If you could have dinner with any person alive/deceased who would it be?: If this person is also making the dinner, I would say burgeoning chef and cranky rock guy Steve Albini, taking into consideration our dual passions for glasses and yelling.
What’s your favorite childhood memory?: Reading “Ender’s Game” in ﬁfth grade and feeling proud of myself despite not understanding or remembering any of it.
French House/Slow Food Co-op
In case you were not aware, the Slow Food Co-op has moved itself into French House and rejuvenated the formerly quiet territory, promising plenty for all the folks and hanging their colorful banners everywhere, so in this case I am reviewing both of their applications in this spot.

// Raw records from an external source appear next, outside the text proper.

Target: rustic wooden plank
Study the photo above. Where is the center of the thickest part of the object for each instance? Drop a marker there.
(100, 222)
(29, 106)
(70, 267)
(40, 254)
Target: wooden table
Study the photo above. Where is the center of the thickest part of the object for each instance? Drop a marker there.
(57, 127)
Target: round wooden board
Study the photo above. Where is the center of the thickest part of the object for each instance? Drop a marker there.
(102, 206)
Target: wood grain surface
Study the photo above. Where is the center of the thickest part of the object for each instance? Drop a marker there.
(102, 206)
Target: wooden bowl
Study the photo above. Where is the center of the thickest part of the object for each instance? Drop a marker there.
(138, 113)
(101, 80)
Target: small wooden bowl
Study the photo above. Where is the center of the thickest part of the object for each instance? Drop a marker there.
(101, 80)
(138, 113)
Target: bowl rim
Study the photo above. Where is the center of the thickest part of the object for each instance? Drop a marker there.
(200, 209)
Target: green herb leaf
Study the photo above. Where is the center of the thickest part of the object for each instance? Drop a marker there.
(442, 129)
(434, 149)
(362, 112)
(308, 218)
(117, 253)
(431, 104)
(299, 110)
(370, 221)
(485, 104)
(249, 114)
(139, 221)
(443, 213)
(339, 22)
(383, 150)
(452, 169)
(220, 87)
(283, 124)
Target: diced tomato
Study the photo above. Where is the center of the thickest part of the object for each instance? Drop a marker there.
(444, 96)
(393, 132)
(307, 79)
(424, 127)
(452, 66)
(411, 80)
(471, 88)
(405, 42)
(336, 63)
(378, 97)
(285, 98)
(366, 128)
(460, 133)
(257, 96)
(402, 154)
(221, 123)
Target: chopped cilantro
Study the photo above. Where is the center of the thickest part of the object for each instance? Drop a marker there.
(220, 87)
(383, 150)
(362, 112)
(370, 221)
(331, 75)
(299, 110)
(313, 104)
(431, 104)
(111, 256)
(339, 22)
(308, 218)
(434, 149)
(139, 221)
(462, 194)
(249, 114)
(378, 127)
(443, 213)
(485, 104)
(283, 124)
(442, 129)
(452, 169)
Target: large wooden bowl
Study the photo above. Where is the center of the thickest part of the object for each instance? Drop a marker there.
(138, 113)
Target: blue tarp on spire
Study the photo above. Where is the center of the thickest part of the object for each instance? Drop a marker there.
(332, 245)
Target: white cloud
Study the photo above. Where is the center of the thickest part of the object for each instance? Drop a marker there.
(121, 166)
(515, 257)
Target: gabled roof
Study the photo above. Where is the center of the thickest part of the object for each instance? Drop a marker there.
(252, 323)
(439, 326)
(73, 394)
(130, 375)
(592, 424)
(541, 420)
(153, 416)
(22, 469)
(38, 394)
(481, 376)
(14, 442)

French House’s sheet still retains the questions that cater to their countrymen’s fondness for making animal noises and drawing said animals with berets and cigarettes, while smoking.
The Slow Food Co-op
Has an exciting new two-page form, laying out the tenets of their platform and asking members to contribute to labor that strengthens the people and the party. I am quite enthusiastic about this group of young upstarts and look forward to their glorious new reign!
Tell us the best food joke you know: A priest, a rabbi and an imam walk into a Denny’s. All are oﬀended by what they see.
I did not know that we had a Geology House; I guess they have “outrageous wallpaper.”
A lot of questions which I can tell result from their acceptance of all faiths. Life sure is tricky sometimes!
What is the relationship between your big toe and your second toe?: Blood relatives.
Are you quote-worthy? Please give us a funny quote for our quote board: I sleep naked so if I wet the bed, I don’t have to take a shower. I wake up and I’m golden!
Your answers will be conﬁdential! Only the oﬃcers of Japan Club will look at them! After that we will dispose of them Yakuza-style. Poor taste, Japan Club. In addition, your boldness on #5 (Which Japan Club members would you never, ever want to live with in-house?) is an aﬀront to traditional Japanese passive-aggression.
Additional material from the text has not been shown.